ただ注意しなくてはいけないのはあんまりやり過ぎると神経症になります。注意しましょう。脳を休ませることも必要です。

② 「手っ取り早いのはやっぱり映画」
以前も言いましたが、本を読んだりするのも参考になります。しかし一番手っ取り早いのは映画だと思います。だいたい2時間に起承転結がなされており、基本的には濃密なドラマになっています。映画で成功したものが、テレビ化して10週以上続いたものは結構あります。伸ばすのは割り方楽です。あらすじがしっかりしていますから、アイディアを付け加えることになります。これは多分それほど苦しくはないと思います。
 漫画でも読み切りや短期集中で試すことはあります。それがウケれば連載となるのですが、基本的なコンセプトは読者に気に入られているわけですから、連載の体裁にするのは思ったより苦しくはない。一度読み切りなどの漫画を描いたり、原作を書いて漫画を成功させた経験があれば、この感覚は理解できると思います。
 映画でギネスブックに載っている最長記録は確か日本映画の「人間の条件」だったと思います。9時間20分。

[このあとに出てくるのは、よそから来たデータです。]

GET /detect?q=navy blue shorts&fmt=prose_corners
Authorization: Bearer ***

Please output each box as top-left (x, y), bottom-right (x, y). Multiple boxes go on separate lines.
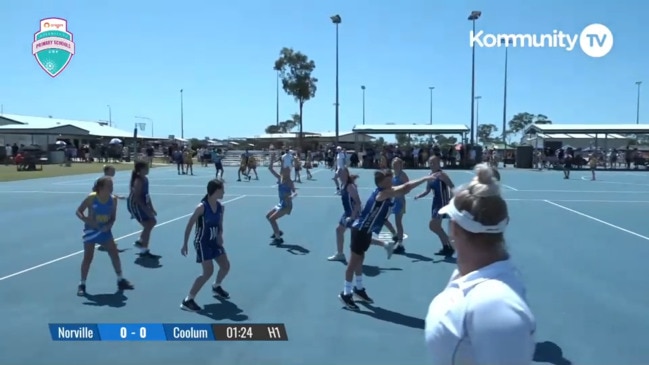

80年代までテレビで年末になるとやっていました。私は小学校の時から数えて3回ぐらい見ています。たしか3日連続だったことが多かったと記憶しています。もしかしたら1日で一気に9時間20分もあったかもしれませんが忘れてしまいました。この映画は不思議で全体的に暗いのですが、監督の演出や引きがうまいのか、次どうなるんだろうとつい見ちゃうのです。しかし「人間の条件」は異例でしょう。
 何でも心理学の本などを読むと人間の集中力は2時間が限界だそうです。映画も昔のものを見ると3時間だったり2時間だったり,色々です。しかしアメリカも日本もだいたい2時間に落ち着きました。理にかなっているのでしょう。
 映画は、要素がまとまっているのもいいのですが、眼で映像を観て音を聞いていますから、記憶に濃厚に残ります。文字情報も役に立ちますが映像のほうが直截的です。

③ 「知識は大学教授にはかなわない」
たまにインテリだと自負する漫画家さんや原作者がおります。また編集者にもそういうタイプがいます。確かによく知っています。しかし学者にはかないません。困るのはそういう人は過剰に自信があるので、自分は正しいと思ってしまう傾向があります。これが一番いけない。例えば法律などは解釈を間違えると、無罪と有罪が反対になってしまう。その他の専門知識もそうです。
そういう場合は堂々と東京大学に電話しましょう。今の学者は昔と違って漫画に理解がある人が多いのです。案外会ってくれます。怖かったら担当編集者に頼みましょう。
  話していると、意外な事が出てきます。本では書かれていない事をはなしてくれます。つまり世間では知られていないことを話してくれます。これがかなりにネタになります。
   とにかくちょっと知っているくらいで威張ってはダメです。生兵法は大怪我の基です。